The rating change for the away team is simply the negative for that of the home team.
The adjuster is the "machine" around which the Power ratings methodology operates. Paul Steele tested a number of different values and found that 0.25 was the best one. The home advantage is equivalent to twice the adjuster, so in this case 0.5
Let's look at an example. If Liverpool, with a rating of 11, play Watford with a rating of 9 and win 5-0, the ratings change for Liverpool will be:
[(5 - 0) - (11 - 9) - 0.5] x 0.25 = 0.625
Liverpool's new rating would be 11.625, whilst Watford would fall to 8.375.
Suppose instead Liverpool won 1-0. This time their rating would fall to 10.625, whilst Watford's would rise to 9.375. Although Watford lost the game, they were playing a much higher rated team and were playing away, such that a 1-0 defeat would be considered slightly better than par.
One might argue that an inherent weakness of this methodology is that all teams are equally rated at the start of the season. This is certainly true, but the adjuster ensures that ratings quickly equilibrate to meaningful values after only a few matches. Nevertheless, in testing the profitability of the Power Ratings I omitted the first 5 games played by any team.

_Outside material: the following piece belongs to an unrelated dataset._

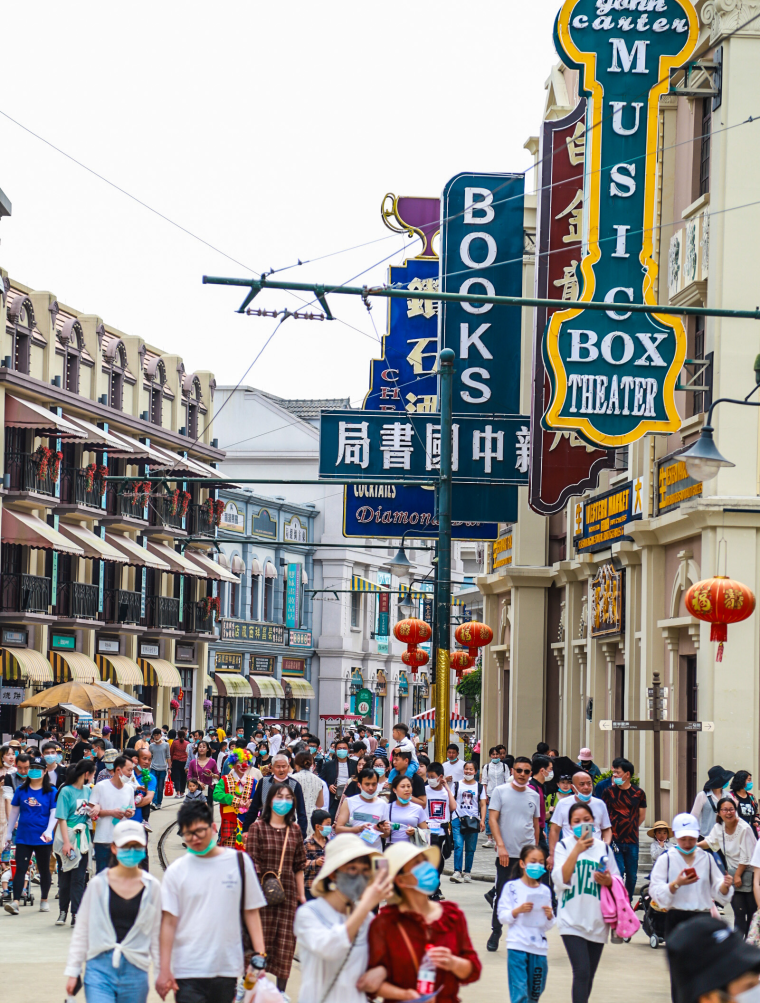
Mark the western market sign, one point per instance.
(614, 374)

To test the profitability of any match rating we need to turn them into probability estimates for result outcomes. I have previously described how this might be done by means of a simple linear regression in my Football Betting Advice Guide. A more detailed version is available in my first book Fixed Odds Sports Betting and also in my Football Ratings PDF document.
Match ratings for every professional English football league match during the seasons 2010/11 to 2014/15 were calculated and then ranked in ascending order. The regression charts below have been produced by computing 250-point running averages for the ratings and actual results alike, from which regression equations haven been estimated. These equations essentially allow one to convert a match rating into an estimated outcome probability. From this we can then theoretically identify value bets, where the Power Ratings method estimates a win to be more likely than does the bookmaker.

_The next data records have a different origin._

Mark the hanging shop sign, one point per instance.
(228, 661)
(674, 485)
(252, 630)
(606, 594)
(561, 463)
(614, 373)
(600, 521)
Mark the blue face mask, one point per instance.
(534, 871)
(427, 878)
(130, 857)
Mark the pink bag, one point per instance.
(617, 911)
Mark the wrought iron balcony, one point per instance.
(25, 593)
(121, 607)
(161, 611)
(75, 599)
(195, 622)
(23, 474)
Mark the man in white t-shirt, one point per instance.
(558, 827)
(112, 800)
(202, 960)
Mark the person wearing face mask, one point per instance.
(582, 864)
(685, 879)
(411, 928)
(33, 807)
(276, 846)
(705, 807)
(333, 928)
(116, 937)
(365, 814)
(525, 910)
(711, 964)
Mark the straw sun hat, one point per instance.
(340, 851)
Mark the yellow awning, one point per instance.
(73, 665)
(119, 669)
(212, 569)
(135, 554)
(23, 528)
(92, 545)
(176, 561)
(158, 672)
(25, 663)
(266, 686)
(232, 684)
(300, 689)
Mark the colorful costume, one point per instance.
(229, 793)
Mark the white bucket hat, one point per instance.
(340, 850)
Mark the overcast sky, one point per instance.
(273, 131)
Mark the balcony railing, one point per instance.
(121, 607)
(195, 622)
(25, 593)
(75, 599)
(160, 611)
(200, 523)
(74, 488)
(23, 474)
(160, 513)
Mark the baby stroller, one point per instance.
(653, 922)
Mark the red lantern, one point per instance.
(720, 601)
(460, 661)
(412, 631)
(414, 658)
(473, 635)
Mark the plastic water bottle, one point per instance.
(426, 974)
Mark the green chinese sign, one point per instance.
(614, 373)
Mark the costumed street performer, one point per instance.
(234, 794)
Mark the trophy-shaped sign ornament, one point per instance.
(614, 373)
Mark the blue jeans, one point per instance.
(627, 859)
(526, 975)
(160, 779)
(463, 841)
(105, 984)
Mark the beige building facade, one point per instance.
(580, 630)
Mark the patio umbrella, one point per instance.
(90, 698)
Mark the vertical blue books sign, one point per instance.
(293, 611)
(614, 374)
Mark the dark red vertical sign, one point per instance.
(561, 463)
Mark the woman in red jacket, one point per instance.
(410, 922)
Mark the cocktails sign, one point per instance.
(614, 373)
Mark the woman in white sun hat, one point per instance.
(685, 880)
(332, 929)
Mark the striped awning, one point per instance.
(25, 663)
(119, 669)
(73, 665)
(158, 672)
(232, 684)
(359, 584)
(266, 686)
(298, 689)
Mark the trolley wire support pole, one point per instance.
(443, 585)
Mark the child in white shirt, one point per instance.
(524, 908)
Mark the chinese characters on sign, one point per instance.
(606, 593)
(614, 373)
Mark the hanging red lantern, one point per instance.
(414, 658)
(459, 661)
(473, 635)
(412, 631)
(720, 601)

Ignoring the first 5 games of the season, the profit time series below shows how betting home and away value bets as indentified by this methodology (9,316 bets) compares to a blind betting of all home and away outcomes (18,042 bets). Odds were best market prices. Draws have been ignored since it's not clear to me how they are really anything other than random. [We might argue that home and away wins are as well, as I tried to do preveiously.]
Evidently there is not a whole lot of difference. Blind betting returned a yield of 0.37%, compared to 0.33% from the Power Ratings. Conceivably, betting over half of all possible outcomes is not selective enough. What if we increase the margin before which we choose to place a bet? The table below shows how doing so reduces the number of bets we place and increases the yield we see. Unfortunately, however, the average odds we are betting lengthen, predictably because increasing the value margin eliminates a disproportionate number of shorter prices. As average odds increase, so does the influence of luck, or speaking more statistically, variance. By the time we are betting at average odds greater than 10 we are getting some pretty healthy yields, but testing them for significance (the p-value) shows that they really aren't anything we could rightfully call representative of predictive skill (p-value < 0.05). The likelihood is that as we become more selective in our choice of value, we have just become a bit luckier.
In general it has to be argued that Power Ratings do a good job of replicating the bookmakers odds but no more. When Paul Steele first tested his Power Ratings for predictability (seasons 1994/95 to 1998/99) his top 700 home and away predictions showed a success rate of 73% and 55% respectively. A clue as to how lucky this might have been can be found in comparing these figures to those he subsequently found for the 1997/98 to 2001/02 seasons which he published in his book. These had fallen to 67% and 46%. My top 700 predictions had success rates of 60% and 44%. The question has to be asked: why choose the top 700? Is there something significant about that number or was this just a certain set of matches that produced healthy looking prediction percentages? If the latter, this sort of data mining will lead you towards all sorts of spurious conclusions.